Vgl. dazu Italo Calvino, Die unsichtbaren Städte: »Man steigt auf kleinen Leitern hinauf. Am Boden zeigen die Einwohner sich nur selten; sie haben schon alles Notwendige oben und ziehen es vor, nicht herunterzukommen. Nichts von der Stadt berührt den Boden außer diesen langen Flamingobeinen, auf denen sie ruht, und an sonnigen Tagen ein perforierter eckiger Schatten, der sich auf den Blättern abzeichnet. Drei Hypothesen gibt es über die Einwohner von Baucis: dass sie die Erde hassen; dass sie genug Respekt vor ihr haben, um jeden Kontakt mit ihr zu meiden; dass sie die Erde lieben, so wie sie vor ihnen war, und nicht müde werden, sie mit abwärts gerichteten Ferngläsern und Teleskopen zu bewundern, Blatt für Blatt, Stein für Stein, Ameise für Ameise, um fasziniert die eigene Abwesenheit zu betrachten.« Aus so einem Szenario hat Ferrada einen kleinen Roman gemacht. Mit Blick von und nach oben und dementsprechend schwankenden Gefühlen. Liebe, Respekt oder Haß? Bei Ramón, dem Plakatwächter, sind das keine Hypothesen, es mischt sich alles, genau wie im wirklichen Leben. Vielleicht kommt noch ein Gefühl dazu: Gleichgültigkeit. Was nicht dasselbe ist wie Gefühllosigkeit.
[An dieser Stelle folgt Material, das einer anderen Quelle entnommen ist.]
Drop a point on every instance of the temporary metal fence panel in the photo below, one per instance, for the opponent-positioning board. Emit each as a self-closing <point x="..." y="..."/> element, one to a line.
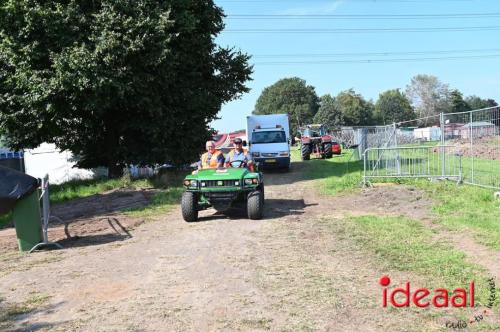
<point x="414" y="162"/>
<point x="477" y="134"/>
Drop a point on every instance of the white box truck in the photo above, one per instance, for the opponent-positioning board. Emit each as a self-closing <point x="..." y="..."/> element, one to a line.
<point x="269" y="140"/>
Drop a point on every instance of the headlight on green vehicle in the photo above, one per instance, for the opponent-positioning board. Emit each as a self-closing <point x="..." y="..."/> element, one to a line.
<point x="249" y="182"/>
<point x="190" y="183"/>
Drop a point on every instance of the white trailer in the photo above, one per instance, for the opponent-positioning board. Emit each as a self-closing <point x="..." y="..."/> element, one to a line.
<point x="269" y="140"/>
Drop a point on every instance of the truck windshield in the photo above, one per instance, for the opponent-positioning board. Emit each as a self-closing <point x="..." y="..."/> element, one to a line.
<point x="262" y="137"/>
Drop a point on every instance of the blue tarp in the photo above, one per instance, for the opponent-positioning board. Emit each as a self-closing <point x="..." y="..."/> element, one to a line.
<point x="14" y="186"/>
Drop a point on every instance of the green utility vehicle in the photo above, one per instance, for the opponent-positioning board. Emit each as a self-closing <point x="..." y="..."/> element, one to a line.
<point x="223" y="188"/>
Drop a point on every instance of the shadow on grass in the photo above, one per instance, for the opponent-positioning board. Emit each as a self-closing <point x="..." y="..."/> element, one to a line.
<point x="16" y="317"/>
<point x="92" y="240"/>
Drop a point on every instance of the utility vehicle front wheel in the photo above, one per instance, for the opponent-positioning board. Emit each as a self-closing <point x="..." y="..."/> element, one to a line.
<point x="255" y="205"/>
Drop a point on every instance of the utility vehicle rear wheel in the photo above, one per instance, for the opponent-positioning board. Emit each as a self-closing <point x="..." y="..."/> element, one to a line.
<point x="255" y="205"/>
<point x="189" y="206"/>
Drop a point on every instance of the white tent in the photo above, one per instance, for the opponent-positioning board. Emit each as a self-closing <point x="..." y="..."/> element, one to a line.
<point x="47" y="159"/>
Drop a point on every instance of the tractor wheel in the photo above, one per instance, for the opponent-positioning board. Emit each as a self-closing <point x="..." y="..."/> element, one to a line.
<point x="327" y="148"/>
<point x="255" y="205"/>
<point x="189" y="206"/>
<point x="305" y="152"/>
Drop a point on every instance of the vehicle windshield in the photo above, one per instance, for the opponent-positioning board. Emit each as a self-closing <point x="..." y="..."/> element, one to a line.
<point x="263" y="137"/>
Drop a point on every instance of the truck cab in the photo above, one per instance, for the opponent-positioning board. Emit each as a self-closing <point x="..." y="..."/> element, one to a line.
<point x="269" y="140"/>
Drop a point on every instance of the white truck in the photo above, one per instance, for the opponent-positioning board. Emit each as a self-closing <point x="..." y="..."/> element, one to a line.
<point x="269" y="140"/>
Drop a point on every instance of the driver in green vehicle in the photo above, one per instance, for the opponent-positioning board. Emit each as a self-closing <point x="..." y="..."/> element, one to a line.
<point x="239" y="154"/>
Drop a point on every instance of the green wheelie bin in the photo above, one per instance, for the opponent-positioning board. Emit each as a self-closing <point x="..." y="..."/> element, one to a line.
<point x="19" y="193"/>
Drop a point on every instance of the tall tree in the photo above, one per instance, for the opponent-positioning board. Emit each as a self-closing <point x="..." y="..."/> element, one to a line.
<point x="393" y="106"/>
<point x="115" y="82"/>
<point x="477" y="103"/>
<point x="428" y="95"/>
<point x="355" y="110"/>
<point x="328" y="113"/>
<point x="292" y="96"/>
<point x="457" y="102"/>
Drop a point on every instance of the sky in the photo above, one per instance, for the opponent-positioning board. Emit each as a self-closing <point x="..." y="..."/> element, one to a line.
<point x="368" y="45"/>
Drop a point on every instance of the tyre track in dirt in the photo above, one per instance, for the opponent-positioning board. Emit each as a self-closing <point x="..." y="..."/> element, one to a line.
<point x="289" y="271"/>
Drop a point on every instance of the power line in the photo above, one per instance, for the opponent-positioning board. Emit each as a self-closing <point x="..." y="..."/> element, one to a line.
<point x="364" y="30"/>
<point x="361" y="16"/>
<point x="270" y="2"/>
<point x="323" y="55"/>
<point x="489" y="56"/>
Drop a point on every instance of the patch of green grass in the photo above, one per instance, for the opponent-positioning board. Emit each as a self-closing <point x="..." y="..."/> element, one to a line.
<point x="161" y="203"/>
<point x="261" y="323"/>
<point x="403" y="244"/>
<point x="84" y="188"/>
<point x="466" y="208"/>
<point x="9" y="313"/>
<point x="340" y="173"/>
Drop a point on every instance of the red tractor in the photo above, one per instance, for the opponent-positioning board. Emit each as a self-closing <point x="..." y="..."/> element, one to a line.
<point x="314" y="139"/>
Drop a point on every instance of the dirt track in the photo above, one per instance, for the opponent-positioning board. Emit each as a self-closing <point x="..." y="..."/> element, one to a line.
<point x="294" y="270"/>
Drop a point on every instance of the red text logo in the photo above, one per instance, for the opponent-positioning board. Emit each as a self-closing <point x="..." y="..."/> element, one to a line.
<point x="423" y="297"/>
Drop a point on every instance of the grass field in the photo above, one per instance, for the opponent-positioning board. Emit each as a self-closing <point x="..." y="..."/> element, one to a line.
<point x="404" y="244"/>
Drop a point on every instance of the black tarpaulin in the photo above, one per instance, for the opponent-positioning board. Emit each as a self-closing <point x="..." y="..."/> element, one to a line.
<point x="14" y="185"/>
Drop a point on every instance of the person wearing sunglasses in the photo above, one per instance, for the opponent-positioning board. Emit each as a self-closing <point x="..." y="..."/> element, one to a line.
<point x="239" y="154"/>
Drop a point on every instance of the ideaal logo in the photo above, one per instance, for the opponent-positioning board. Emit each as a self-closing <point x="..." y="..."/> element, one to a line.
<point x="423" y="297"/>
<point x="439" y="298"/>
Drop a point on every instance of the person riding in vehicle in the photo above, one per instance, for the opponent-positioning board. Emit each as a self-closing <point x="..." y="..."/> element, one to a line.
<point x="212" y="158"/>
<point x="238" y="154"/>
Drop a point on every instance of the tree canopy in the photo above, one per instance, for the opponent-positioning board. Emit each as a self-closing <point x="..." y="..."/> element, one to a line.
<point x="428" y="95"/>
<point x="393" y="106"/>
<point x="476" y="103"/>
<point x="328" y="113"/>
<point x="356" y="111"/>
<point x="292" y="96"/>
<point x="115" y="82"/>
<point x="457" y="102"/>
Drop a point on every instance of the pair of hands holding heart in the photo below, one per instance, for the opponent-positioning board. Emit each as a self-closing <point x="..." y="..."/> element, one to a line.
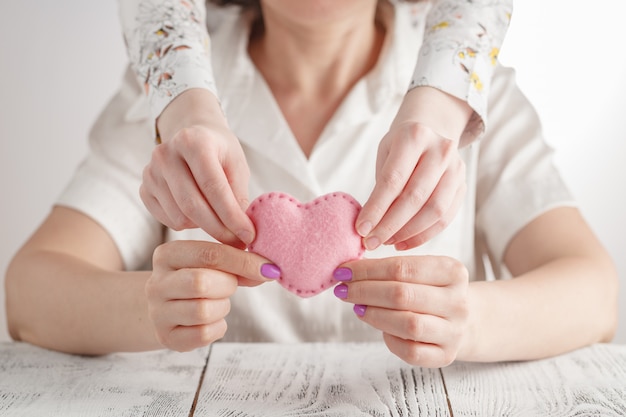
<point x="419" y="303"/>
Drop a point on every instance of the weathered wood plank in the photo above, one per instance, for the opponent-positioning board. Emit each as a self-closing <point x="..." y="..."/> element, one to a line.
<point x="316" y="380"/>
<point x="38" y="382"/>
<point x="590" y="381"/>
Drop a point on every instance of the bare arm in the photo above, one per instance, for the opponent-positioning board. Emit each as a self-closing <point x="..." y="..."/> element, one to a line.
<point x="66" y="291"/>
<point x="563" y="296"/>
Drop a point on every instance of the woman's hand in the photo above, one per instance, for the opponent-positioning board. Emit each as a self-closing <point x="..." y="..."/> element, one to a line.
<point x="198" y="176"/>
<point x="418" y="302"/>
<point x="420" y="176"/>
<point x="190" y="286"/>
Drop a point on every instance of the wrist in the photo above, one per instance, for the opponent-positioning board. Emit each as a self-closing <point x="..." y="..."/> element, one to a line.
<point x="193" y="107"/>
<point x="444" y="113"/>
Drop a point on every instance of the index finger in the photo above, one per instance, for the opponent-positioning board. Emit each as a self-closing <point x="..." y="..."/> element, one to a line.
<point x="219" y="191"/>
<point x="391" y="179"/>
<point x="201" y="254"/>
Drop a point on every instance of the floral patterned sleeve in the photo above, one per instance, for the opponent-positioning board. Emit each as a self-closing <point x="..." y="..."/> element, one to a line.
<point x="460" y="51"/>
<point x="168" y="46"/>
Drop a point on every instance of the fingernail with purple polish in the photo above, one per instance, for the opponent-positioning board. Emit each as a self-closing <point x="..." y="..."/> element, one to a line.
<point x="359" y="309"/>
<point x="270" y="271"/>
<point x="342" y="274"/>
<point x="341" y="291"/>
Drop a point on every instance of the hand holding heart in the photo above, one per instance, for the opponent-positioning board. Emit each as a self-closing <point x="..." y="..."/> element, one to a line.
<point x="420" y="303"/>
<point x="189" y="290"/>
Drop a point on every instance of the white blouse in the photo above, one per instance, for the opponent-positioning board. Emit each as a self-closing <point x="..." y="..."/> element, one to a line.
<point x="169" y="47"/>
<point x="511" y="177"/>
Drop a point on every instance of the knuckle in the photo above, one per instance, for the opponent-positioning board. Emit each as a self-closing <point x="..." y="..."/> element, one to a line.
<point x="439" y="210"/>
<point x="392" y="179"/>
<point x="179" y="222"/>
<point x="209" y="334"/>
<point x="210" y="255"/>
<point x="414" y="355"/>
<point x="202" y="312"/>
<point x="415" y="327"/>
<point x="199" y="284"/>
<point x="189" y="205"/>
<point x="416" y="197"/>
<point x="401" y="296"/>
<point x="402" y="269"/>
<point x="185" y="137"/>
<point x="160" y="255"/>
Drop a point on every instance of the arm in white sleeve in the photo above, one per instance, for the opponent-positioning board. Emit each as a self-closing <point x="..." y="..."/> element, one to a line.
<point x="460" y="51"/>
<point x="168" y="46"/>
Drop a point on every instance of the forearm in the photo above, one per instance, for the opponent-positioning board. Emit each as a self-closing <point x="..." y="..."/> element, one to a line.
<point x="423" y="105"/>
<point x="193" y="107"/>
<point x="560" y="306"/>
<point x="63" y="303"/>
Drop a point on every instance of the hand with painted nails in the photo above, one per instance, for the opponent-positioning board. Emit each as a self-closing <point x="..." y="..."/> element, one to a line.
<point x="419" y="303"/>
<point x="198" y="176"/>
<point x="190" y="287"/>
<point x="420" y="175"/>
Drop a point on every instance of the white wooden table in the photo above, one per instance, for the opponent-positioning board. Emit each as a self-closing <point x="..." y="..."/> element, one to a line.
<point x="305" y="380"/>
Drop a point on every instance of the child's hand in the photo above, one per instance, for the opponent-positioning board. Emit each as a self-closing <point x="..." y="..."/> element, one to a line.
<point x="190" y="287"/>
<point x="420" y="176"/>
<point x="419" y="303"/>
<point x="198" y="176"/>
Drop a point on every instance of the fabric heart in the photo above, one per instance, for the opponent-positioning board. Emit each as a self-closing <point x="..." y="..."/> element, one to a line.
<point x="306" y="241"/>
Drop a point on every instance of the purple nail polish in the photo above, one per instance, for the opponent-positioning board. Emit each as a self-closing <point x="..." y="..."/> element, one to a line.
<point x="342" y="274"/>
<point x="359" y="309"/>
<point x="341" y="291"/>
<point x="270" y="271"/>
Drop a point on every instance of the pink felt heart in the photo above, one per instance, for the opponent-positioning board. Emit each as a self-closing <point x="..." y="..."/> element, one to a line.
<point x="306" y="241"/>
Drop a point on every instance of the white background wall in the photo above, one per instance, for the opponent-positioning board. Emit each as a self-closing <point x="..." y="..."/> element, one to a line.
<point x="60" y="62"/>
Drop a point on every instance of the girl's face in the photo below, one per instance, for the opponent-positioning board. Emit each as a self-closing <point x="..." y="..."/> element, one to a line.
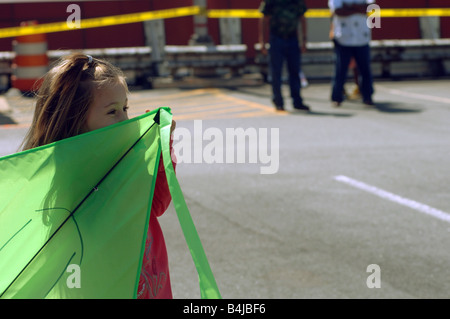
<point x="109" y="107"/>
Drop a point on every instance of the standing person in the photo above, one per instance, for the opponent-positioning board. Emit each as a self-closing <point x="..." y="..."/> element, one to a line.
<point x="351" y="37"/>
<point x="282" y="17"/>
<point x="82" y="94"/>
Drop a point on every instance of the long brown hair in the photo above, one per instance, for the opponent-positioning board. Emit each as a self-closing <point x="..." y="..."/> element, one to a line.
<point x="64" y="98"/>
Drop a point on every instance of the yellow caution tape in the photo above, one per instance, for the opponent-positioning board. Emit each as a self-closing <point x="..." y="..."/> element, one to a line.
<point x="196" y="10"/>
<point x="325" y="13"/>
<point x="100" y="22"/>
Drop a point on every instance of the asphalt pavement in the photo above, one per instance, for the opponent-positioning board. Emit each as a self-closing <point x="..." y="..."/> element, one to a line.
<point x="355" y="205"/>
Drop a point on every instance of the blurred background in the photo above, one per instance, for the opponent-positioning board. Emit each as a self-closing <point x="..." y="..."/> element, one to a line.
<point x="222" y="40"/>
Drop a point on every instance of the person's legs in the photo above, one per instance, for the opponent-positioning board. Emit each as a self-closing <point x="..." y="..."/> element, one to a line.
<point x="292" y="52"/>
<point x="362" y="57"/>
<point x="276" y="65"/>
<point x="343" y="56"/>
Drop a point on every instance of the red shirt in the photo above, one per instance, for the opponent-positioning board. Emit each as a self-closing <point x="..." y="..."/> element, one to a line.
<point x="154" y="282"/>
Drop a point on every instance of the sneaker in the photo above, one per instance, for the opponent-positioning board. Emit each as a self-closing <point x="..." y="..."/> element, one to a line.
<point x="302" y="107"/>
<point x="369" y="102"/>
<point x="278" y="107"/>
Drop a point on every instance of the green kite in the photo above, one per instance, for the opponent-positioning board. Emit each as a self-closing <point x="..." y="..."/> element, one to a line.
<point x="68" y="204"/>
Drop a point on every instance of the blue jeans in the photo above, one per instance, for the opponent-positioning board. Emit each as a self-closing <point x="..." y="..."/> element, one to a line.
<point x="285" y="49"/>
<point x="362" y="58"/>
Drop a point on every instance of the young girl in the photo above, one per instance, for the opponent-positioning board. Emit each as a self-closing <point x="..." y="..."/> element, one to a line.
<point x="81" y="94"/>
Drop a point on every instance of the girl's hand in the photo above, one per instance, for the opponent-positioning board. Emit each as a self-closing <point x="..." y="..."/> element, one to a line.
<point x="172" y="127"/>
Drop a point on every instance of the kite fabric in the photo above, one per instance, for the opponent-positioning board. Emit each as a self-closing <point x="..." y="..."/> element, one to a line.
<point x="74" y="214"/>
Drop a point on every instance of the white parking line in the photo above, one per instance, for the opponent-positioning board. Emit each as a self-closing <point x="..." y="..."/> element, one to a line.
<point x="419" y="96"/>
<point x="395" y="198"/>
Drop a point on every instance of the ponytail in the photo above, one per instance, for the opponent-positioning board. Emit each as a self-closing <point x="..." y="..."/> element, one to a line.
<point x="64" y="97"/>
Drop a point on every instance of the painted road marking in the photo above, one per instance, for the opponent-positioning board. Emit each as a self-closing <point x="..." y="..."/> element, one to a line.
<point x="423" y="208"/>
<point x="204" y="104"/>
<point x="419" y="96"/>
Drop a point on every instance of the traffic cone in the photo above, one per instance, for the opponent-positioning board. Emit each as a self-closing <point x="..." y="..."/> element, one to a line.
<point x="31" y="61"/>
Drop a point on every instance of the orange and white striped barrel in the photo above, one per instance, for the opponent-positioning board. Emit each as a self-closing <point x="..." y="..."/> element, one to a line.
<point x="30" y="62"/>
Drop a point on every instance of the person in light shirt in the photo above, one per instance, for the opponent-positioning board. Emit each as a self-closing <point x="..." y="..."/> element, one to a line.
<point x="351" y="36"/>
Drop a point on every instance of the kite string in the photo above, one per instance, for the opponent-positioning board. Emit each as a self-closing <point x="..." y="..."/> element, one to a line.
<point x="208" y="285"/>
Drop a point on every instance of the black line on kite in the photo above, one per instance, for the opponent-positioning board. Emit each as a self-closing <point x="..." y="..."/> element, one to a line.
<point x="78" y="206"/>
<point x="62" y="273"/>
<point x="76" y="225"/>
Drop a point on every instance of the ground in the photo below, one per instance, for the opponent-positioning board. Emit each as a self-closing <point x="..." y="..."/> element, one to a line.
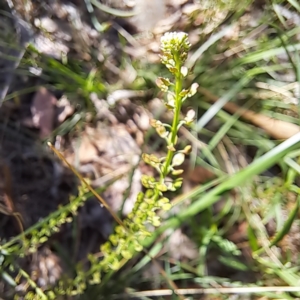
<point x="82" y="76"/>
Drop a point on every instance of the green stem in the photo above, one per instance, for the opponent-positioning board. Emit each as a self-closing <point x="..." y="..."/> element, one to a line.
<point x="177" y="109"/>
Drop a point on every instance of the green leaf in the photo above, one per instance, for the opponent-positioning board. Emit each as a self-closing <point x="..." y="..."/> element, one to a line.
<point x="287" y="226"/>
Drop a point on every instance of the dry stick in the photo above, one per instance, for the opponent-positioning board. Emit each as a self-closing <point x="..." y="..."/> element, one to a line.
<point x="277" y="129"/>
<point x="101" y="200"/>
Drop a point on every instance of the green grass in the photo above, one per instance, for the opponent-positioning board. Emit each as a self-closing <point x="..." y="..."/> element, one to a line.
<point x="252" y="191"/>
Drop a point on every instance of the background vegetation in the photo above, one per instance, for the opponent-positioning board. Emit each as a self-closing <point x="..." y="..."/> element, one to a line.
<point x="82" y="75"/>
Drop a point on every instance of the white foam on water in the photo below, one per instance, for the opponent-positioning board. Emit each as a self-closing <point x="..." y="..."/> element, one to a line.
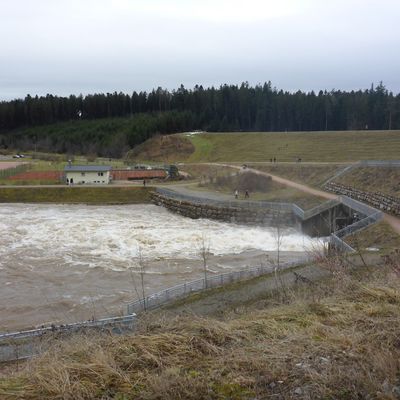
<point x="113" y="236"/>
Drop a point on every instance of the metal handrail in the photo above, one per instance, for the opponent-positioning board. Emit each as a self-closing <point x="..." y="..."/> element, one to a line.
<point x="156" y="300"/>
<point x="99" y="323"/>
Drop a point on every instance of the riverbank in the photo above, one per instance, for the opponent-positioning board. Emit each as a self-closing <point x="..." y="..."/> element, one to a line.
<point x="76" y="195"/>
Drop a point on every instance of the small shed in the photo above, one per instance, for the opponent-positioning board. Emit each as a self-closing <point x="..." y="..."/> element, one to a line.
<point x="87" y="174"/>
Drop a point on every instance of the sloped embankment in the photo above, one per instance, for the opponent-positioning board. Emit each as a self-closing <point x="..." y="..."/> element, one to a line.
<point x="336" y="339"/>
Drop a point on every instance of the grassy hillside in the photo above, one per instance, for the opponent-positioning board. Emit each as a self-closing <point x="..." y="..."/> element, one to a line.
<point x="310" y="174"/>
<point x="76" y="194"/>
<point x="336" y="339"/>
<point x="371" y="179"/>
<point x="346" y="146"/>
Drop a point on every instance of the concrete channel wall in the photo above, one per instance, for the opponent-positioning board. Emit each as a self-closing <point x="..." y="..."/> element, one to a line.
<point x="235" y="213"/>
<point x="378" y="200"/>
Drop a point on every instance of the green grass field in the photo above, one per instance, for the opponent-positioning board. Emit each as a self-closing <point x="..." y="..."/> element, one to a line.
<point x="86" y="195"/>
<point x="346" y="146"/>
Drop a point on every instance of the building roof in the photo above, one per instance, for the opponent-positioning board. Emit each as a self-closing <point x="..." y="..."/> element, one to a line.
<point x="87" y="168"/>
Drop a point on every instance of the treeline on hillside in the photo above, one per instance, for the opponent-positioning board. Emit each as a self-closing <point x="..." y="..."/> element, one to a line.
<point x="111" y="137"/>
<point x="227" y="108"/>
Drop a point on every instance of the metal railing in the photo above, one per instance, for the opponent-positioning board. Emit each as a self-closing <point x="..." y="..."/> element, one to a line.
<point x="173" y="293"/>
<point x="123" y="321"/>
<point x="379" y="163"/>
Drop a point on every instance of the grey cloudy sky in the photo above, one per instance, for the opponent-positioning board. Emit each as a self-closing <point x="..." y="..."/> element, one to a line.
<point x="86" y="46"/>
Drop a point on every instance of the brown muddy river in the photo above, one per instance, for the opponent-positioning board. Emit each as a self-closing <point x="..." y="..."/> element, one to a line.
<point x="67" y="263"/>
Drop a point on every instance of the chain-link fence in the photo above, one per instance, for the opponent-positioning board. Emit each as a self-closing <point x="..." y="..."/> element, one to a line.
<point x="173" y="293"/>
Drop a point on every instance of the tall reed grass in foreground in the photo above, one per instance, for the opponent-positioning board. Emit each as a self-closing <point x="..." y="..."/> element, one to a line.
<point x="333" y="339"/>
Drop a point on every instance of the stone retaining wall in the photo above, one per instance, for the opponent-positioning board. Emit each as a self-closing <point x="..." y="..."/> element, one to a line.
<point x="251" y="216"/>
<point x="378" y="200"/>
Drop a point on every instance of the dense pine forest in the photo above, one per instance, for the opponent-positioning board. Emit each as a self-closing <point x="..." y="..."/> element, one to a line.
<point x="109" y="124"/>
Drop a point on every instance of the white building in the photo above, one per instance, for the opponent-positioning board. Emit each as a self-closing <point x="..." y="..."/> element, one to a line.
<point x="87" y="174"/>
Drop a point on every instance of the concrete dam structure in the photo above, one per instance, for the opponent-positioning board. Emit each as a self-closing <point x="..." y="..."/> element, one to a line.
<point x="336" y="218"/>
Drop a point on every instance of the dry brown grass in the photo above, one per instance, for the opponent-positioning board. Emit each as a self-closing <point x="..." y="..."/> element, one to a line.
<point x="342" y="343"/>
<point x="373" y="179"/>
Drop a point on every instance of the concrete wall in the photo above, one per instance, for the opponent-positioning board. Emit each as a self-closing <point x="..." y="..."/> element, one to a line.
<point x="251" y="216"/>
<point x="328" y="221"/>
<point x="378" y="200"/>
<point x="86" y="177"/>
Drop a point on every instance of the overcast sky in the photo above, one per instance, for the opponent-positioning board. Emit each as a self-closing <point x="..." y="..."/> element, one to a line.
<point x="87" y="46"/>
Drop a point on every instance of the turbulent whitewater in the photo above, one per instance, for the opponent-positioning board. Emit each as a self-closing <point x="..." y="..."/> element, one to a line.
<point x="62" y="262"/>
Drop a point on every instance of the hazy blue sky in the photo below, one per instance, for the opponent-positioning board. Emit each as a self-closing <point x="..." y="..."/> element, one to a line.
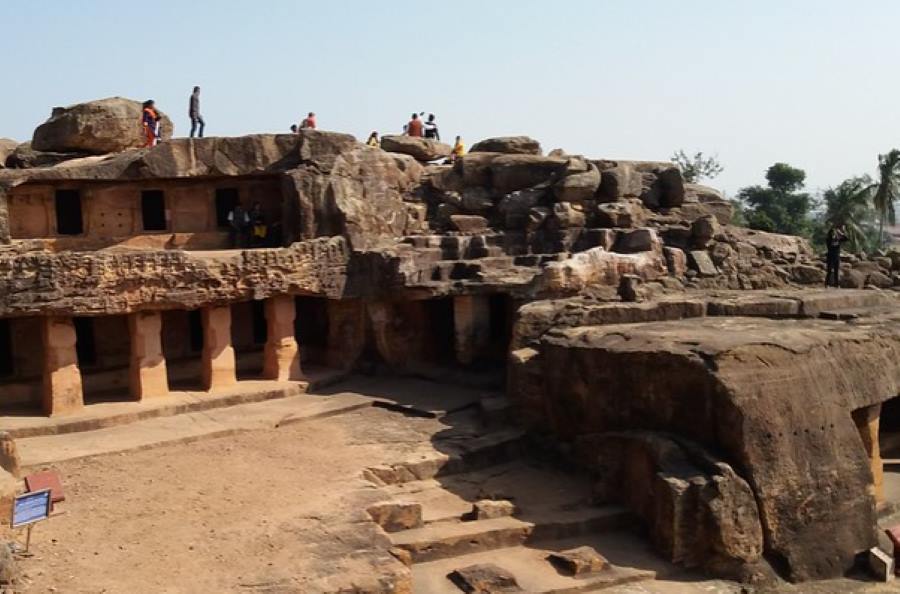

Nicht wenige Autor*innen der Generationen X, Y, Z etc. schreiben über nichts, vorsätzlich über nichts. Dieses Nichts schmücken sie mit Wörtern, wie der Bräutigam eine Braut, von deren Charakter er nichts weiß, wie in den vergangenen Zeiten geforderter Jungfräulichkeit. Sie kommen gar nicht auf die Idee, daß sie etwas zu sagen haben könnten. »Deine Plätze immer und wieder aufsuchen, im Wissen, nichts zu finden, aber dieses Stehen vor Wellen, beginnen Stück für Stück aufzuzählen, als könnte dann doch etwas huschen.” Huscht es? Ja, im Irrealis. Hier ein Wörtchen, dort ein Satz.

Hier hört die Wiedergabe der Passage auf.